Oldwiki.scinet.utoronto.ca:System Alerts

From oldwiki.scinet.utoronto.ca
Jump to navigation Jump to search

System Status

upGPC upTCS upSandy upGravity upBGQ Up.pngFile System
upP7 upP8 upKNL upViz upHPSS

Fri Aug 18 13:20:56 EDT 2017 We need to have an emergency shutdown of all compute systems to fix a cooling issue that has arisen. Should be back up this afternoon. We will try and keep the login nodes and stroage online, however all the compute nodes will need to be shutdown.

Sat Aug 5 16:48:44 EDT 2017 The switch is fixed. Scinet0[2-4] and datamovers are back online.

Sat Aug 5 00:56:31 EDT 2017 Most of GPC will be accessible soon. Lost a switch, scinet0[2-4] and datamovers will be down until it's fixed. Scinet01 may be login using its IP address; "ssh 142.150.188.51".

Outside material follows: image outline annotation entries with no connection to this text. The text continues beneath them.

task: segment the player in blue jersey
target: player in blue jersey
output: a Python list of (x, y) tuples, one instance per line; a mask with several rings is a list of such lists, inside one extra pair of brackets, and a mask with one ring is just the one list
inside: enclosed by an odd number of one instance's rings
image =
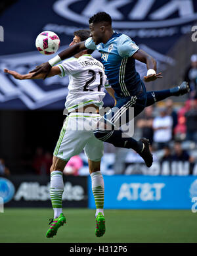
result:
[(95, 136), (116, 147), (134, 149), (150, 167), (152, 164), (152, 155), (150, 151), (148, 140), (142, 138), (137, 141), (124, 136), (121, 129), (116, 128), (116, 124), (123, 115), (125, 122), (133, 118), (129, 115), (129, 108), (134, 108), (134, 116), (136, 116), (144, 107), (156, 101), (186, 93), (190, 90), (189, 86), (184, 82), (172, 89), (146, 91), (135, 70), (135, 60), (146, 64), (147, 75), (144, 79), (145, 82), (150, 82), (162, 78), (162, 73), (156, 74), (156, 62), (154, 58), (140, 49), (127, 36), (114, 32), (110, 16), (104, 12), (98, 13), (90, 18), (89, 27), (91, 38), (62, 51), (32, 72), (35, 72), (35, 75), (44, 72), (47, 76), (51, 66), (58, 62), (85, 49), (97, 49), (101, 53), (101, 61), (109, 84), (115, 91), (117, 104), (116, 108), (112, 108), (100, 120), (98, 128), (94, 131)]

Fri Aug 4 17:45:10 EDT 2017 The chiller went down again, causing a full shutdown of all systems. We don't expect them back tonight, as the storm continues and power outages continue with it.

Fri Aug 4 17:11:08 EDT 2017 A power glitch took down all the compute nodes, including GPC, TCS, BGQ. The filesystems are up, except for reserved1 and scratchtcs. Systems are being restored.

Tue Jun 13 11:24:15 EDT 2017 HPSS is back on service.

Sat Jun 10 21:38:37 EDT 2017 The robot arm on the HPSS library developed problems. HPSS is out of service until further notice.

Tue May 23 13:40:56 EDT 2017 HPSS is back on service.

Mon May 22 07:37:27 EDT 2017 Overnight the robot arm on the library developed problems. We may not be able to have support come in and have it fixed until Tuesday. In the meantime HPSS is out of service

Thu May 18 13:00:00 EDT 2017 File system seem resolved. Please check your jobs and resubmit if they had issues.

Thu May 18 12:00:00 EDT 2017 File system issues and some jobs may have died. Investigating.